Ariana of Zarya

Ravistara
Chapter #3

Mimpi Buruk Sesungguhnya

Kilat menyambar tanpa suara layaknya sorot lakon bisu menerpa sesosok bayangan di atas punggung kuda yang sedang menenteng pedang besar di tangannya. Ariana sekilas menangkap selarik sinar jahat dari mata tajam elang itu bagaikan tatapan pemburu yang sedang mengintai calon mangsa.

Ia menyeret tubuh merayap di atas tanah yang berderai basah. Gaun kotor berlumpur menyusahkannya bergerak bebas, tapi tekadnya berjuang keras untuk membawa tubuhnya sejauh mungkin merentang jarak sementara sosok itu membuntutinya jengkal demi sejengkal. Pada satu titik, tubuhnya tak lagi bisa diajak bekerja sama.

Sosok itu kini ada di hadapannya. Sia-sia saja Ariana mendongakkan kepala, kegelapan menyembunyikan wajah sang pemburu dengan rapi. Pedang besar itulah yang menyapa dalam rinai hujan berpendar oleh petilasan kilat. Mata pedang ditodongkan tepat di depan hidungnya.

Kelopak mata Ariana pun gemetar terkatup rapat dan waktu seakan berhenti di tarikan napas terakhirnya …. Satu tebasan pedang raksasa itu menggorok batang lehernya. Napasnya nyaris tak berjeda memaksa jantungnya berdetak kencang melantunkan irama pemecah keheningan malam. Sesuatu yang basah dan hangat menggelegak kuat memancur dari lehernya lalu membanjiri seluruh tubuhnya.

Darah? Bukan. Ariana lekas meraba lehernya yang kena tebas, yang ternyata masih utuh. Kucuran peluh dingin pada lehernyalah penyebabnya.

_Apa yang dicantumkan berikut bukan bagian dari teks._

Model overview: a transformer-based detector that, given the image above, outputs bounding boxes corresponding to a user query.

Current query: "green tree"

Ia masih hidup dan kini sedang terduduk di atas ranjang dengan napas tersengal dihantui oleh kilasan bunga tidur yang menakutkan.

Sudah malam ketiga ia bermimpi buruk semenjak teror di tepi hutan. Ariana merasa sangat capai, tapi ia enggan dan terlalu takut untuk kembali memicingkan mata. Sosok kepala yang terpenggal di tepi sungai tiba-tiba saja muncul dalam benaknya. Dan sejak peristiwa laknat itu, bayang-bayang maut senantiasa mengintai setiap jejak langkahnya.

Ariana menyimpan rapat-rapat rahasia ini dari ibu dan adiknya. Tanpa perlu bercerita pun, ia memang tak diizinkan lagi berkeliaran menjelang malam. Lebih baik untuk menahan rasa lapar dalam semalam daripada sang ibu mendulang kekhawatiran akan apa yang terjadi atas nasibnya, kata Ammarylis.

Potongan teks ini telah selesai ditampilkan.